Underlying this advance, however, is a culture and a media preoccupied with finding a “magic bullet.” News stories following the study’s release were replete with images of “having your cake and eating it too.” Even competing researchers gushed about the study’s promise: “It’s a fairly spectacular result,” University of Wisconsin medical professor and aging specialist Dr. Richard Weindruch told CNN. “People will go to McDonald’s and afterwards they’ll do super-sized resveratrol.”
But where some see a godsend, I see further evidence of the erosion of personal responsibility and the shift of the search for obesity solutions in the wrong direction.
A portion of the population is biologically predisposed to obesity, but comparing rates of obesity in the United States to those in other countries clearly shows that there is a problem with the food environment in which we live and consume. We are constantly bombarded with food advertisements, and food is available everywhere, conveniently packaged for consumption on the go. The majority of these packaged, processed foods are very unhealthy, high in calories, fat and sugar. These foods are also among the cheapest and are greatly consumed by the poor, who bear a disproportionate obesity burden in this country.
These factors aside, the issue too often left out of the discussion of obesity is personal responsibility. I do not mean to stigmatize people suffering from obesity as somehow being weaker of willpower than the rest of the population. I instead believe that attitudes like Dr. Weindruch’s are dangerous. Just because it is possible to reduce the negative effects of a condition does not mean we should not continue trying to avoid it. Eating a high-fat and high-cholesterol food like a Big Mac would still be unhealthy, even if resveratrol’s benefits in mice could be repeated in humans. Needing another substance to negate the food is proof of its toxicity. A parallel would be the current state of AIDS in the United States. Antiretroviral drugs have made it so that those infected with HIV have greatly increased odds of leading productive and relatively healthy lives, but this does not mean that we should cease worrying about protecting ourselves from HIV infection. It is still beneficial to the body not to be carrying extra pounds.
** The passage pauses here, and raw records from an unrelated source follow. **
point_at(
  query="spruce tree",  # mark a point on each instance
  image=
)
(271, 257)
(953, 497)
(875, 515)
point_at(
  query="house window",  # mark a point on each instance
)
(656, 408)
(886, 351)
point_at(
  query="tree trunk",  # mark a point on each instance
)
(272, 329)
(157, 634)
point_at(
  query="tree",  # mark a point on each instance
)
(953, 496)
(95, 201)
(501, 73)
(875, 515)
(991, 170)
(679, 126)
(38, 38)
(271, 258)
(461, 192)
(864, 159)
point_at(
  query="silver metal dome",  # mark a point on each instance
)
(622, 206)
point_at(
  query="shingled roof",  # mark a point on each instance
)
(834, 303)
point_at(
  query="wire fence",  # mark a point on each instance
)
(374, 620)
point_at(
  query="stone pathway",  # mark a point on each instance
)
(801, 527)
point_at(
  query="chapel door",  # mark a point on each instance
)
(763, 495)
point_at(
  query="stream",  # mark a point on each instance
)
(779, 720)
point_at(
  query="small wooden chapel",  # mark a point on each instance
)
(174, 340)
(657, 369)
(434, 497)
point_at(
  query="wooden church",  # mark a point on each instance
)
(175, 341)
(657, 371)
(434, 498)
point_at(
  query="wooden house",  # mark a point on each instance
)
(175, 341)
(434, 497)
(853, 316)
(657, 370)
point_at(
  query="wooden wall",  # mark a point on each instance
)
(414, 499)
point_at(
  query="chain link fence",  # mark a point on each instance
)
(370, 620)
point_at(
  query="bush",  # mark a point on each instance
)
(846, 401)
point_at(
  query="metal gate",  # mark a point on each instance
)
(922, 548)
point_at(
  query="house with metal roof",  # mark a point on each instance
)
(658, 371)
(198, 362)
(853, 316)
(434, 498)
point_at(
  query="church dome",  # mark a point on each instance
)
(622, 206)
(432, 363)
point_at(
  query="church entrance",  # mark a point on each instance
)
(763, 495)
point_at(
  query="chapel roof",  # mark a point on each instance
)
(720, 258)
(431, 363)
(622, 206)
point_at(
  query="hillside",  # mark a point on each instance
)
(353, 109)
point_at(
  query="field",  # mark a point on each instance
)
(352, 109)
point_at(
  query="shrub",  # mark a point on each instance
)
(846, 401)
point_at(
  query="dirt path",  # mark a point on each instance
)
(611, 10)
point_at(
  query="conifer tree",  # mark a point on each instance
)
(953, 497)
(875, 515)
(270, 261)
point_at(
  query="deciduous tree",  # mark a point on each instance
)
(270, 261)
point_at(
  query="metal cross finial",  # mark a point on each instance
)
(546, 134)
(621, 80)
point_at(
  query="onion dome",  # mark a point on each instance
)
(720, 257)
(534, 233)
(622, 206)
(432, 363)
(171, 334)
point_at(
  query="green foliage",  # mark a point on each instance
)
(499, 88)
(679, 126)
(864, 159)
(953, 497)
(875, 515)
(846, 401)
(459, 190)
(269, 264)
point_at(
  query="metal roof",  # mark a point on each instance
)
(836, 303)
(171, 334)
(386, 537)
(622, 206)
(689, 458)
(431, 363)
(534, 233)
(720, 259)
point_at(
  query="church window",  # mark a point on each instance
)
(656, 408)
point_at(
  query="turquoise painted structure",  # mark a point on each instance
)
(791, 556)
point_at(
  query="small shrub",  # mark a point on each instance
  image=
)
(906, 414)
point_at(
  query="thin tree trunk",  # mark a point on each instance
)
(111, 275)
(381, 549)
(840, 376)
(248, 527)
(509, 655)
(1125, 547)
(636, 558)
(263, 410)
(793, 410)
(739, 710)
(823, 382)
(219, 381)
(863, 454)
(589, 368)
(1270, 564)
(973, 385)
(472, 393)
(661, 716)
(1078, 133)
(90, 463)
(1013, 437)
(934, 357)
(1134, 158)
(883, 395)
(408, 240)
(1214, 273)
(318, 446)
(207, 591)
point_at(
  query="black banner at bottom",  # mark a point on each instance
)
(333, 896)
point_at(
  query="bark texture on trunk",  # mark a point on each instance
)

For those currently suffering from obesity, the results of the resveratrol study may hold the potential for reduced suffering. For others, this is an opportunity to realize the importance of resisting temptation. The idea of a medical safety net down the road might make it easier to live carefree today, but this is not the ideal path. As Yale School of Medicine Dean Robert Alpern told the News in October, “Drugs can help, [but] they’re not ideal. People should eat less and exercise more — but if that doesn’t work, then we have to use medical treatment.” Medical treatment is a secondary option; personal action should come first.
Kai Thaler is a sophomore in Jonathan Edwards College.